Mellon Curatorial Fellow Dalila Scruggs explores both her own identity and that of the College museum.


Out-of-the-box thinking was instilled in me as a kid growing up in Miami, Fla. I was in a “gifted” elementary school class that allowed the students to play with Legos, write stories and engage in brainstorming exercises. I never quite learned all the state capitals, but I learned to generate 20 different uses for a sheet of lined paper. This passion for looking for unexpected connections continued in college, where I managed to study “the image of the black” in just about every art history class I took, including writing papers on the representation of blacks in ancient Greek art and Venetian painting of the 16th century. My dissertation on visual images and propaganda generated by the American Colonization Society, a white-run organization dedicated to encouraging African- Americans to move “back to Africa” in the 19th century, shuffled together two distinct decks of cards—the literature on early Liberian history and that on 19th century American art. Sometimes I worried that the work was not all that “innovative.” Yet I was willing to see connections that others had ignored or were unable to see.

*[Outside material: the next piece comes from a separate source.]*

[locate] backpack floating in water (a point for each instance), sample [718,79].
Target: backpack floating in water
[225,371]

Forging creative links between disparate objects and ideas is crucial to the project of reinstalling the permanent collection in Williams’ museum. I am working with curatorial and education staff on two reinstallations. The first, “Object of Art,” exposes the museum as an institution that transforms “stuff” (found objects, archeological ruins, painted pictures) into art with a capital “A.” The second reinstallation re-envisions the museum’s presentation of American art, exploring the social and stylistic influences that create and transcend the physical geopolitical borders and socially constructed boundaries that shape the U.S.
In both cases, integrating African and African-American art into the exhibition narrative is one of my most important directives. Too often African and African-American visual production are seen as isolated endeavors, hermetically sealed from the rest of art history. Museums tend to display art according to national school or chronology, but we’re seeking thematic continuities across time and cultures, so that an ancient Etruscan vase can be positioned next to a 20th century Bakota reliquary.

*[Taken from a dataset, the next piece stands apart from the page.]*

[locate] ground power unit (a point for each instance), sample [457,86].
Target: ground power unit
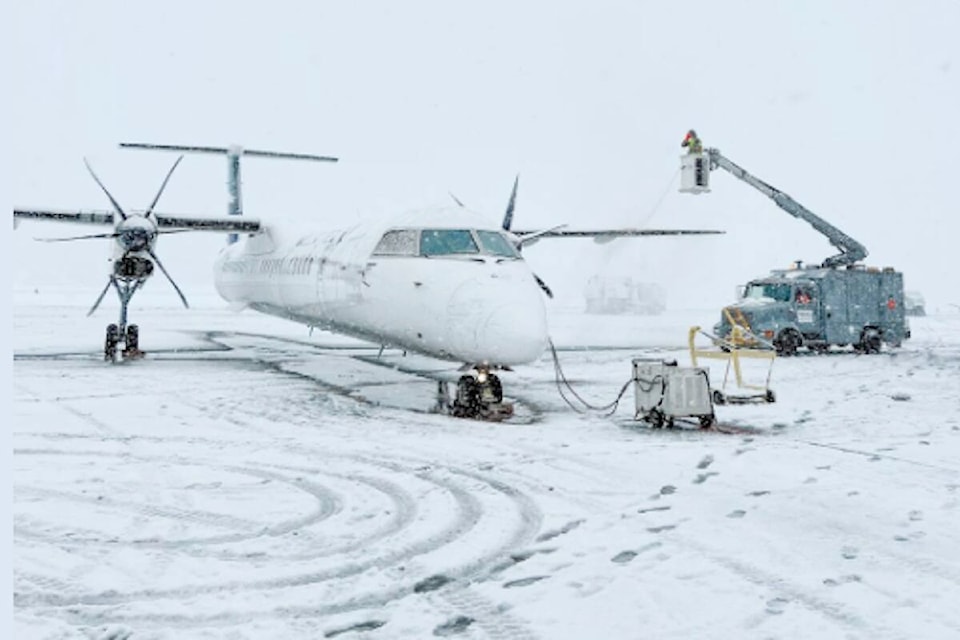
[665,391]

The project has given us an opportunity to rediscover the museum’s collection, including objects we’ve been calling “forgotten treasures.” For example, I’m including the Robison Family Silhouette by an anonymous 19th century artist in the reinstallation of the American art galleries. More than a quaint relic of early American visual culture, this little silhouette is an artifact of the democratization of portraiture. I also like it for its connections to contemporary art; it’s precisely the source material that informed Kara Walker’s large-scale wall murals. One of the first major publications on Kara Walker was published by the museum.
We’re also gaining a deeper understanding of the strengths and weaknesses of our collection. In the American art reinstallation, we’re exploring the influence of Mexican muralists on American artists in the 1930s and ’40s (the brainchild of graduate art history student Allison Pappas, Class of 2011). Surprisingly, we have a number of works by social realist artists from Mexico, including Diego Rivera, Ignacio Aguirre and Miguel Covarrubias. Acquisitions of key African- American artists can enrich the story of cross-cultural, cross-border exchange. Well-known artist Elizabeth Catlett moved to Mexico in the 1940s and never lived in the U.S. again. She worked under the tutelage of some of the Mexican artists represented in our collection, including Ignacio Aguirre. I want to help people see African-American art as part of American art and African-American artists as creative agents actively engaged in global artistic exchanges.

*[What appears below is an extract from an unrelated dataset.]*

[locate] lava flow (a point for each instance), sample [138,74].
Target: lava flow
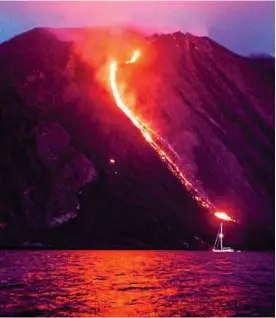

Having familiarized myself with the African art collection, I would love for the museum to acquire Islamic art from sub-Saharan Africa. One of my undergraduate professors from Cornell, Salah Hassan, used to call Islam the “first wave of colonialism” in Africa. This framing of Islam in Africa de-centers European colonialism as the key influx of outside influence and power. Instead, through Islamic art in Africa we have to recognize the cross-cultural contact between various ethnicities within Africa as well as long-standing trade routes and political alliances that link Africa with other parts of the globe.

Ultimately, I would like to think that my role as Mellon Curatorial Fellow is not just about my identity as an African-American woman, nor simply about my academic focus on African-American art. Rather, I hope the “diversity” I bring to the museum is the creative synergy of bridging disciplinary divides to interpret art as a site of cross-cultural contact, stylistic influence and intellectual exchange.


Dalila Scruggs is halfway through a three-year term as the museum’s Mellon Curatorial Fellow for Diversity in the Arts. She’ll be teaching “From Slave Quilts to Post-Black Canvases” in the spring.